Lord Krishna in Blue and Gold

Creating a New English Translation of the Vidagdha Madhava by Rupa Goswami

I would like to express my deep thanks to a dear colleague and friend from Glastonbury, who was also a Hare Krishna monk for many years, and who went on to study Sanskrit, Bengali, and Odian in Odisha for many years, expressly to properly understand the manuscripts and commentaries on Rupa Goswami’s two dramas – Vidagdha Madhava and Lalita Madhava. His insistence on meticulous accuracy and precision in translating the Vidagdha Madhava has been invaluable. Thank you, Jagannath, amigo!

A Portrait of Lord Shree Krishna by Rupa Goswami was a long time in the making – over three years. The lockdown gave me an opportunity to get my head down and finish it off, mostly in my camper van, so I could focus, inspired by innumerable coffees, but particularly inspired by the thrill of meeting all the beautiful, conflicted, heart-melting, funny characters of the play, and discovering the crazy stuff they get up to. Everything had to be checked, double-checked and triple-checked, and btw, the rhyming couplets I’ve written in, reflect the rhythm of the original manuscript, which is teeming with poetic Sanskrit verses in different meters. I should add that not all the dialogue of Rupa Goswami’s Vidagdha Madhava is in Sanskrit. The dialogue of the characters of rank is in Sanskrit, whereas the majority of the dialogue of others (but not all) is in a sort of colloquial Sanskrit called prakrit. To find out the English meaning of the prakrit dialogue also depends on having access to an original MS of this great Hindu drama to hand, where there is invariably a Sanskrit equivalent for each prakrit line.

When working with the original Sanskrit text of Vidagdha Madhava by Rupa Goswami, what dawns on you as you proceed, especially when informed by the commentaries on it in companion guides such as the one written by Vishvanatha Chakravartin, is that every line, every word, and every stage direction is part and parcel of a fully integrated, fully operational, character-driven narrative. Every line is directly related to the line before it, or to what has transpired, or is transpiring.

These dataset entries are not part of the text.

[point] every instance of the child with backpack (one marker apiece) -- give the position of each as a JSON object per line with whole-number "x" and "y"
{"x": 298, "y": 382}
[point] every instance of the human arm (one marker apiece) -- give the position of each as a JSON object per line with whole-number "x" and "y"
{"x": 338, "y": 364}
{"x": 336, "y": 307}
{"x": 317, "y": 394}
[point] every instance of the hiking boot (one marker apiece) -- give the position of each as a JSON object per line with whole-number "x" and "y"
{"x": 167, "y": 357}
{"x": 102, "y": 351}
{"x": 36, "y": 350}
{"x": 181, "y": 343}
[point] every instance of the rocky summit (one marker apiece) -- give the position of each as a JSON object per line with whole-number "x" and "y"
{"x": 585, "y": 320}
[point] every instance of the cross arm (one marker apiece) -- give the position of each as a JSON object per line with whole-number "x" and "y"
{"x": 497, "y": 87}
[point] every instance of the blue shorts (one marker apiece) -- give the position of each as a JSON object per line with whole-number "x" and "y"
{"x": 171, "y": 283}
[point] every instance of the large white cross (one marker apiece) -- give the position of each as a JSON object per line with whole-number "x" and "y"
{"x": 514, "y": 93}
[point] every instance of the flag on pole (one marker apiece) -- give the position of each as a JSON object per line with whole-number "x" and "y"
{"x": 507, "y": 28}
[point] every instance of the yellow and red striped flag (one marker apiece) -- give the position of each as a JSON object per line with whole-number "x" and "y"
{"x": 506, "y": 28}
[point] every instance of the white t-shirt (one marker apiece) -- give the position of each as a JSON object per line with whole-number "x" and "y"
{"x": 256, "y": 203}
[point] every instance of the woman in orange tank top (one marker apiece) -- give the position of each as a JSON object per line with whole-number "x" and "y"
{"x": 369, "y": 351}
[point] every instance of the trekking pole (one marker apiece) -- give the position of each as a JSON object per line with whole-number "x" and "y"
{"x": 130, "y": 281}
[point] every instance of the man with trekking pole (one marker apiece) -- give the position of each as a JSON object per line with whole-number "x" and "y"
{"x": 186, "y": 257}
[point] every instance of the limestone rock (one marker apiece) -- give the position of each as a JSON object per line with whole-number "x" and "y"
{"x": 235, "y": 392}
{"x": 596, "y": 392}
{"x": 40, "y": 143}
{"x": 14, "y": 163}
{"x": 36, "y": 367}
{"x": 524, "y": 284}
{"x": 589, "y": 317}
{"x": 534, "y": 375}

What is concerning is how little you can rely on transliterations of Vidagdha Madhava into English, that is to say where the Sanskrit is supposedly rendered into English script. Among the most common errors are: assigning incorrect stresses to transliterated vowels, unnecessary additions of exclamation marks, sentences being divided incorrectly, and the blatant transliteration of one Sanskrit word or letter into the wrong English equivalent. For instance, there are two kinds of Sanskrit letters for “d”, “t” and “sh”, and three kinds of Sanskrit letters for “n”, depending on their respective pronunciations. Just the incorrect English transliteration of a letter could well mean the complete change of a word’s meaning. A hapless translator with no recourse to anything but a transliteration would desperately try and fit what they believe to be the correct word into the dialogue, and the consequent dialogue would turn out more and more absurd. I have encountered such curious translations and their incoherence (like something from the Theatre of the Absurd). Passing such efforts off as testimonies to the “incomprehensible nature of divine exchange” is a bit rich, if you ask me. The disobliging term for this kind of distortion of a literary work is called rasa-bhas, in Sanskrit. It means ‘braying like a proverbial.’